For other novices who may read this in the future, here are a few things I learned along the way:
1. This is best undertaken with two people. I suppose it could be done alone if you've done it before, but first time out, bring a friend. In total, we spent a couple of hours however, realistically, after you've done it once, you could probably pop it out, change the curve, and go for a drive in 30 -40 minutes.
2. The roll-forward-in-5th/plugs-out approach to find TDC works well and easily.No need for elaborate calculations (fortunately!
). My friend who was helping me taught me a good 'pirate tuner' trick from his 60's Hemi-Dart days that is worth repeating:
As the two of you roll the car forward, put your finger over the plug hole for #1. You will feel the compression building as you approach TDC. You will be close enough by feel to stopping at TDC that you can then finalize by just using a flashlight to see the timing pointer and gently moving the car back and forth. Since you're only moving it an inch or so either way, I don't think there's much danger of jumping the chain or anything by moving the engine backwards.
2. Setting the static timing with the 123 is very easy because of the LED. However there are a couple of small tricks that can save you some time.
a. Figure out roughly which direction you will want the lead wires to the coil to point on the new coil before starting.
b. Turn the rotor in the new distributor so that the LED is already showing through one of the four holes in the aluminum disc under the rotor.

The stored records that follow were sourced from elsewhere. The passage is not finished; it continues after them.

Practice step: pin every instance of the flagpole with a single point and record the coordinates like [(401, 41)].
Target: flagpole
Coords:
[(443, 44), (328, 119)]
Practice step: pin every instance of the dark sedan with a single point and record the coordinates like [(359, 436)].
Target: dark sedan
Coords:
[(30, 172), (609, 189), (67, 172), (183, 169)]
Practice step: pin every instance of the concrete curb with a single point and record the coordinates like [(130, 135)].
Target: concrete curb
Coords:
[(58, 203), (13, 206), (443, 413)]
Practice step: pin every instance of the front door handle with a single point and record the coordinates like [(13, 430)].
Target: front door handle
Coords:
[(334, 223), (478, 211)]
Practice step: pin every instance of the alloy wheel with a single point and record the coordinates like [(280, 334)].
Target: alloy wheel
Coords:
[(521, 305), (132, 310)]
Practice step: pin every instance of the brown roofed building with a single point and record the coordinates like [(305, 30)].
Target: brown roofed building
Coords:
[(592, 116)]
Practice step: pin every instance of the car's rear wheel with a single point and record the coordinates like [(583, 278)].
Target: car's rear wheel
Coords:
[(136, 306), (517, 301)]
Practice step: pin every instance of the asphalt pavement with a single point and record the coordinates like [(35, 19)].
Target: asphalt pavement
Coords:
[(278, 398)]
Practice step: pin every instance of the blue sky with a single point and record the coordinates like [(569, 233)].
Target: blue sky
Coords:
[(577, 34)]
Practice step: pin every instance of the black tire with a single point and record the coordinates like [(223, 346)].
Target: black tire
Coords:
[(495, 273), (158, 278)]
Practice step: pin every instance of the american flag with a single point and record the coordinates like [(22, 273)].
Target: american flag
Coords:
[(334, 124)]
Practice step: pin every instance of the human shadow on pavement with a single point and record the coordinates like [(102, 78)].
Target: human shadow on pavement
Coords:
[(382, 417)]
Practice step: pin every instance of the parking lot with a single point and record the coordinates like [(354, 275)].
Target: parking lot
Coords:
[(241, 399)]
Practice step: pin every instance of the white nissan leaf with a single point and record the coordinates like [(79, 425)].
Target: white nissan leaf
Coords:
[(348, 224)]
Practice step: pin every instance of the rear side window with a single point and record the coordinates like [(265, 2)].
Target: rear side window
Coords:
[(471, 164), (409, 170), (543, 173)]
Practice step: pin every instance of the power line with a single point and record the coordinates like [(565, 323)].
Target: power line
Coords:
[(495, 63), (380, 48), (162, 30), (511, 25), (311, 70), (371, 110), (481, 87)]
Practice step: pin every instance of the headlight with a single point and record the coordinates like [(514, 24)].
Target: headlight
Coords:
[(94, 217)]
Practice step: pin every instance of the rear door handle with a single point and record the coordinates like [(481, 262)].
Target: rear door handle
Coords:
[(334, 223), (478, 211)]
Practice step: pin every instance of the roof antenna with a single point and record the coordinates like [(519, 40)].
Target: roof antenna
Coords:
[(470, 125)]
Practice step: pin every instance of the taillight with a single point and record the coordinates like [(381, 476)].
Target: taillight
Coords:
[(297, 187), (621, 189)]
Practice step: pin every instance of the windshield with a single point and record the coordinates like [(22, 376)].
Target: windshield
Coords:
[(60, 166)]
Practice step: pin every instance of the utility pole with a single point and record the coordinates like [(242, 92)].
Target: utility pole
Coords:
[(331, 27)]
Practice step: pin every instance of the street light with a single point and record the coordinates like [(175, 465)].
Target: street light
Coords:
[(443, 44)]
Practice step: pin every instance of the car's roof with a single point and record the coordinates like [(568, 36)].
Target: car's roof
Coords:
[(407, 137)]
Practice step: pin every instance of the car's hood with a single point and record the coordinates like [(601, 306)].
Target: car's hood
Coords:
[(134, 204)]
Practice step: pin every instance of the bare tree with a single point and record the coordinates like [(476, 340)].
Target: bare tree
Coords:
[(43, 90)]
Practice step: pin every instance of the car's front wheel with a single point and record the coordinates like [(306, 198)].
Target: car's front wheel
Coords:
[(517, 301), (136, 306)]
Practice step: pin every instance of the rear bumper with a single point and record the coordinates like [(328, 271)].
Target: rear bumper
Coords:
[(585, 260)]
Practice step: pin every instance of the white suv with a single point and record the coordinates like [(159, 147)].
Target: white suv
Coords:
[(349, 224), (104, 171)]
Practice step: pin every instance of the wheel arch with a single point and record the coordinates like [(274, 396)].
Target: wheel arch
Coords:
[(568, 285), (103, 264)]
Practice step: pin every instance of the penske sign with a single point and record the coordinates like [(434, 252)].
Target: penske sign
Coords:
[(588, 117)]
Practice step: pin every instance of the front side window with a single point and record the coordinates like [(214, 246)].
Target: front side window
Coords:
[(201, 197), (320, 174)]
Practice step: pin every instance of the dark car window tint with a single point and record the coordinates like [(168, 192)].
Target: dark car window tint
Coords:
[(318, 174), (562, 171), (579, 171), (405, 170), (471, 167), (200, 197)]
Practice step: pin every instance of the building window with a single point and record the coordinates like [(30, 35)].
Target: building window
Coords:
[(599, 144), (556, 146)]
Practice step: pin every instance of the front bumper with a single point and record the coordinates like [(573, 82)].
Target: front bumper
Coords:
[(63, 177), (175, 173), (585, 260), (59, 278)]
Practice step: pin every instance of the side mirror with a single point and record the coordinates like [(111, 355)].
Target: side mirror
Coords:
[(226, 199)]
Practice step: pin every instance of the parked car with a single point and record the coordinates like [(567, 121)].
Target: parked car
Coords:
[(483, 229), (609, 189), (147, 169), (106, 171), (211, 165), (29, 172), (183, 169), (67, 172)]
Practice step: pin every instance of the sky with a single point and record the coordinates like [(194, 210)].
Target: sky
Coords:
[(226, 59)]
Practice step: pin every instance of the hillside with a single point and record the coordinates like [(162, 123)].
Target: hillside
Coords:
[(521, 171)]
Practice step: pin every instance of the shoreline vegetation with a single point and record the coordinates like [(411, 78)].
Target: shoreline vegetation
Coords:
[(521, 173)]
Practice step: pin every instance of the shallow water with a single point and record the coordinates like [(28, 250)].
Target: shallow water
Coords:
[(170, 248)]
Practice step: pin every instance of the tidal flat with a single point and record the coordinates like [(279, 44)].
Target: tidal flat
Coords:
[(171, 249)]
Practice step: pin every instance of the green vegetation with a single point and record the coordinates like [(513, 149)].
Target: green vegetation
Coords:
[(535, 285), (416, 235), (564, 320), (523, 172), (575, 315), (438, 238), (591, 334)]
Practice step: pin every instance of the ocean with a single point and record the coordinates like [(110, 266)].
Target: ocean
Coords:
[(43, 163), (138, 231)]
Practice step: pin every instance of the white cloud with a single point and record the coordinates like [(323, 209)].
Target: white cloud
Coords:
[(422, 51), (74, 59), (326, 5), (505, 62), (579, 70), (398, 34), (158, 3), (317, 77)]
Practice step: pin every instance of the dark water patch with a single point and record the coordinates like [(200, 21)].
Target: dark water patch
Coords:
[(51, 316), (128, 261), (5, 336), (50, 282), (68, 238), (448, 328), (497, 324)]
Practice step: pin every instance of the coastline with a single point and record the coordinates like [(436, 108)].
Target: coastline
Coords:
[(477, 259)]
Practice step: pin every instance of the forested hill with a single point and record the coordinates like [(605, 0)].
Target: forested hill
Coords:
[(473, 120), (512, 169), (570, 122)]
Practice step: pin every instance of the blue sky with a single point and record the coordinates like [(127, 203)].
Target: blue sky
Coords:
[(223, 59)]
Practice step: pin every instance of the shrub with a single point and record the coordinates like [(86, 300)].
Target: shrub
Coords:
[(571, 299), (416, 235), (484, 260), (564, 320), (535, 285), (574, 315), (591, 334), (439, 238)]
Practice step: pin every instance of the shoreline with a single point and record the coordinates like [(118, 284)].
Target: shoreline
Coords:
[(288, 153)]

c. Then pull the old distributor, noting the alignment of the adjustment/lockdown plate and the dog-teeth on the bottom when they are pointing to TDC. You will want to replicate that alignment between the plate and the dog-teeth when you put the plate on the new distributor body.
d. Even after removing the lock-down bolt on the alignment plate (not the attachment nut to the block) it was a very tight fit on both the old distributor shaft and on the new, as it should be. To remove it from the old shaft, some gentle persuasion with a flatblade screwdriver and a SFH were required. To fit it to the new shaft, remove the O-ring and then spread the gap in the alignment plate with a flat blade screwdriver, leaving the blade of the driver in the gap until you've slid it up the new distributor's shaft till it touches the bottom of the distributor body. While you are doing this, you want to recall the aligment of the dog-teeth to the slots in the block, the direction in which you want the coil leads to point, AND to make sure that the LED is visible through the one of the holes in the plate. Yes, you can almost mostly accomplish all three things, probably by sacrificing the ideal shortest-route for the coil leads... the least important point of the three.

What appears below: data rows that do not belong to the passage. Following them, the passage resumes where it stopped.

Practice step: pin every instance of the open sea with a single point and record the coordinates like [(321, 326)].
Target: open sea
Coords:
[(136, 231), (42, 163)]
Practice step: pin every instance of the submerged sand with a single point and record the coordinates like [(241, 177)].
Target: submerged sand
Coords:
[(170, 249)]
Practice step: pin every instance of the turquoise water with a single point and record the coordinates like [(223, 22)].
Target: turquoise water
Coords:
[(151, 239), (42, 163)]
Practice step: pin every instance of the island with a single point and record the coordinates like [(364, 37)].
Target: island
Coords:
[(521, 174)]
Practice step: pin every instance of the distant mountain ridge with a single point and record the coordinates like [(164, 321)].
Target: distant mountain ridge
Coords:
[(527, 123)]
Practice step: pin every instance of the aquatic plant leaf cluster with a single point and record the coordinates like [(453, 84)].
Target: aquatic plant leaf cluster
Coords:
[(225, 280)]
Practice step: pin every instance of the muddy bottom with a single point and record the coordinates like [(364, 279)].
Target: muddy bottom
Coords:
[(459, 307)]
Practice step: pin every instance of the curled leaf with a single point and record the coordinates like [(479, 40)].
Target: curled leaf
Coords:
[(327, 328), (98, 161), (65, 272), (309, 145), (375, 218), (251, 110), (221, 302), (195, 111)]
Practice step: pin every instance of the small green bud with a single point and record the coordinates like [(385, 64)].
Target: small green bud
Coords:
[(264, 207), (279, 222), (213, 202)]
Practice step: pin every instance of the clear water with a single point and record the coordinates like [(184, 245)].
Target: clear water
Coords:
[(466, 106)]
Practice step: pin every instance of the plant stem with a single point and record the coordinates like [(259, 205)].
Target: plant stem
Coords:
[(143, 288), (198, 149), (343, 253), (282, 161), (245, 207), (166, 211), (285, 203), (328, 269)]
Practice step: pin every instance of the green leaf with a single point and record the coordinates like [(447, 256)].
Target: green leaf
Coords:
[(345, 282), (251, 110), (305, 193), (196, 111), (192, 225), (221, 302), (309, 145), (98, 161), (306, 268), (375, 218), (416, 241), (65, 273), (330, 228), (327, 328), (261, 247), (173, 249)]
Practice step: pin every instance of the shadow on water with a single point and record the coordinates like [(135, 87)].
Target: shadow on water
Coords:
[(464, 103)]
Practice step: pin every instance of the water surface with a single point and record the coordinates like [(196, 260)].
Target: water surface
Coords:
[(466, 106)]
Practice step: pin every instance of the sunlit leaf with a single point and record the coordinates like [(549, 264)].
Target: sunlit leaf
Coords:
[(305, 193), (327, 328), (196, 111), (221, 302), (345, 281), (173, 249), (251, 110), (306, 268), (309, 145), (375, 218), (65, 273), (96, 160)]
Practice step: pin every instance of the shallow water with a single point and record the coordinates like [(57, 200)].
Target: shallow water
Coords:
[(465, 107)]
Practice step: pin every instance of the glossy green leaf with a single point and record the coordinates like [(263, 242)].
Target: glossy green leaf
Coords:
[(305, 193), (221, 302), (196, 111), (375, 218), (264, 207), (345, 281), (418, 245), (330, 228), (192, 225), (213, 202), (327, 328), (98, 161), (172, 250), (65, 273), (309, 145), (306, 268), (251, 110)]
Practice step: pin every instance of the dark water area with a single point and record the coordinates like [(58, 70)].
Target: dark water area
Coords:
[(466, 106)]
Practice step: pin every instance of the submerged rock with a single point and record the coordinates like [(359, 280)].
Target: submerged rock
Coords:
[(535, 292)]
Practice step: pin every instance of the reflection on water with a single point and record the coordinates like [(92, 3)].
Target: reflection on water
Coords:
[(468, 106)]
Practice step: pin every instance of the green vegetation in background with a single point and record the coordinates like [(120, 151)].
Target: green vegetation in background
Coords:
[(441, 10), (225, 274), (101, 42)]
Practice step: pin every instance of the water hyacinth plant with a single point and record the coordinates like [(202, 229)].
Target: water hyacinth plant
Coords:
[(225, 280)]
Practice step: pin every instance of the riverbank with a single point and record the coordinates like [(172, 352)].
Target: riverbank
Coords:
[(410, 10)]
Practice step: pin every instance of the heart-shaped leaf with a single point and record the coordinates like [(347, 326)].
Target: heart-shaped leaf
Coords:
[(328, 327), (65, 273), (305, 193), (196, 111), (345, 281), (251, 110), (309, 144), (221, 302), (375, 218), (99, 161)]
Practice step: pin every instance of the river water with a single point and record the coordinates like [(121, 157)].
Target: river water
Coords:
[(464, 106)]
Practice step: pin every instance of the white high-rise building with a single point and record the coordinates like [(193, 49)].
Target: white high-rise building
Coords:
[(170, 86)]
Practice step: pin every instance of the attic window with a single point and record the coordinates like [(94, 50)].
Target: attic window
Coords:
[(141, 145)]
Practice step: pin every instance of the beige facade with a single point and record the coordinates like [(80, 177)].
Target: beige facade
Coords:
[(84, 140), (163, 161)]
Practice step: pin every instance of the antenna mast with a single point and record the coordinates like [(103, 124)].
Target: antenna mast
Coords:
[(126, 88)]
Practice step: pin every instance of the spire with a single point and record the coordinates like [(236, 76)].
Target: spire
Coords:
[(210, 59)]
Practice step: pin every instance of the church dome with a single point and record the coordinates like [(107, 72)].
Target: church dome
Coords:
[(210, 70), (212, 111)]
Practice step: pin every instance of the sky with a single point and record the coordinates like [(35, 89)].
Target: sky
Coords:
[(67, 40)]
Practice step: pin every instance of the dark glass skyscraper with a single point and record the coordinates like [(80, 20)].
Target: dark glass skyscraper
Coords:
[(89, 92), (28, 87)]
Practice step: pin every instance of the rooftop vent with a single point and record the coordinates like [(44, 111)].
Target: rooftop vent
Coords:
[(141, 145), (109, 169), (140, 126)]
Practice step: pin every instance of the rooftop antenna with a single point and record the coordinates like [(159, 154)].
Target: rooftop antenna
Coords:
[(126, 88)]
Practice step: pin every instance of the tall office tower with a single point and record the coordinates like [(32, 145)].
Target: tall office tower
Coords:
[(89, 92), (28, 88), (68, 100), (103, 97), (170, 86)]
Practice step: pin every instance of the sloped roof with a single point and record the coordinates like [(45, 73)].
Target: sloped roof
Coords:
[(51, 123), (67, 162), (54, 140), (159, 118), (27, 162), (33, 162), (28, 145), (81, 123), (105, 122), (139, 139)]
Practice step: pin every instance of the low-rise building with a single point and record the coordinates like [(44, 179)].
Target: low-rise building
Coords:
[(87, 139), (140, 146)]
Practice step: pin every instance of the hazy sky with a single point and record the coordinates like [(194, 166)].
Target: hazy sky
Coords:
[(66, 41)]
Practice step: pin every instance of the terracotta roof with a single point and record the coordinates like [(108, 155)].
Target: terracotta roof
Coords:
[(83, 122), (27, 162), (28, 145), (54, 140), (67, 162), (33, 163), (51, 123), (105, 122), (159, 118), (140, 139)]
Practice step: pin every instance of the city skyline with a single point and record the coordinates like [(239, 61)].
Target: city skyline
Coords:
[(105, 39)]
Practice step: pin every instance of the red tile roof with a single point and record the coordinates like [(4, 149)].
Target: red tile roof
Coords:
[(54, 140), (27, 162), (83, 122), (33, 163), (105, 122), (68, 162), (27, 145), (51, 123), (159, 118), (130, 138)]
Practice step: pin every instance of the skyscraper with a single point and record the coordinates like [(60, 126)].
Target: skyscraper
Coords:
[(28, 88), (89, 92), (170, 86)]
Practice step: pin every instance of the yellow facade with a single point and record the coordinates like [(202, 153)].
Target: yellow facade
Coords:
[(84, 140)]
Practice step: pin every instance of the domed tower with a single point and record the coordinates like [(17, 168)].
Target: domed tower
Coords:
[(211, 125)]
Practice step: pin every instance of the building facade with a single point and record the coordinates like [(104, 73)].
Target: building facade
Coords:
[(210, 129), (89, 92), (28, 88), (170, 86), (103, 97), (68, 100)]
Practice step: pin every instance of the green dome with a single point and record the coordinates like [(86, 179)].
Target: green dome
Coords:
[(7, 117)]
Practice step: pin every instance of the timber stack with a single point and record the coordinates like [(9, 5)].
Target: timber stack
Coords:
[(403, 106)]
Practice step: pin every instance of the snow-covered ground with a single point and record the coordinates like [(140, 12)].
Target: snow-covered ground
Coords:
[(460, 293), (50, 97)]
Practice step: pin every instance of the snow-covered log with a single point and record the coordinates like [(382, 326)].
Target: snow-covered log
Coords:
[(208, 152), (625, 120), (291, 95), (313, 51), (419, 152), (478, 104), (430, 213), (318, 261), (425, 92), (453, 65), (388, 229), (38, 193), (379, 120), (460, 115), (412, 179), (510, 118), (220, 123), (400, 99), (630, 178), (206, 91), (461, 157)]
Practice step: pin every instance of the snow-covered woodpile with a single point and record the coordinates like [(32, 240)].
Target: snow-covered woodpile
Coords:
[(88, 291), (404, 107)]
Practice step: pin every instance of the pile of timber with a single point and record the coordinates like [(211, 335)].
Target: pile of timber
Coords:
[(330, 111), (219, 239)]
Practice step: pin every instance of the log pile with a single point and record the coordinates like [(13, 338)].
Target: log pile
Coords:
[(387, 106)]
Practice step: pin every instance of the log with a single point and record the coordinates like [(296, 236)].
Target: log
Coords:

d. Now drop the new distributor in for a test fit, and make sure that the position of the alignment plate leaves you room in the advance/retard slot to rotate the distributor either way. Again, sacrifice the direction from which the coil leads depart the distributor body because that's actually unimportant except for cosmetic purposes.
e. If you've done all of the above, the distributor will drop right in, and when you hook up the positive lead per the instructions and turn on the ignition, you will be pointed at TDC with a pretty LED gleaming up at you through the hole in the aluminum plate. Now you can tighten down the bolt on the lock plate, leaving the nut off the block/adjustment slot stud.
f. Now pull it once more and pull the set screw out to uncover the 16 choices for the advance curve, if you hadn't set it already during the open-package-and-tinker-with-new-toy phase. It's nice to make sure it's really on the curve you want before you bolt everything in.
g. Make sure that you have the plug wires on correctly before fitting the cap - even if you've done everything else correctly, the car is not going to fire if your plug wire sequence is off by one plug e.g. #1 plug wire hooked to #4 on the cap or some other variation.
Remember if it doesn't just crank right up, the simplest solution is the most likely; especially since you've had the reassurance that the distributor is installed right because of that glowing LED.
h. You will be able to retard the timing well enough to do a test run just by turning the distributor till the point where your friend at the wheel reports a decent idle speed. My car is currently idling a little faster than it was with the old distributor, I'll detail tune it later. For now, tighten down the advance/retard nut on the slot and you're ready for your test drive!
Overall Improvement: Even using the curve that is the 'match to the original' curve built into the Marelli, the engine is much crisper and revs more quickly. Although expensive, I'll say that this distributor is a part that actually makes a noticeable improvement to the way the car runs. I will install new plugs and run it for a week or so before I try any of the other curves.
Post Script: There was nothing easily noted as being wrong with my old distributor, in that there was no wobble, and no marks on the advance mechanism. Still cleaning and lubing the advance mechanism hadn't solved the problem of sootly plugs
and a intermittent stumble under acceleration at 5200- 5300 (indicated) rpm. Most of the improvement attained here could have probably been achieved with a rebuilt distributor or perhaps even just with a good cleaning, lube, and replacement of the springs on the advance on the old one for most people. . Still, it's very nice having the option of changing the advance curve, and given that my distributor was more than 40 years old, a new replacement was the smartest option for me. YMMV.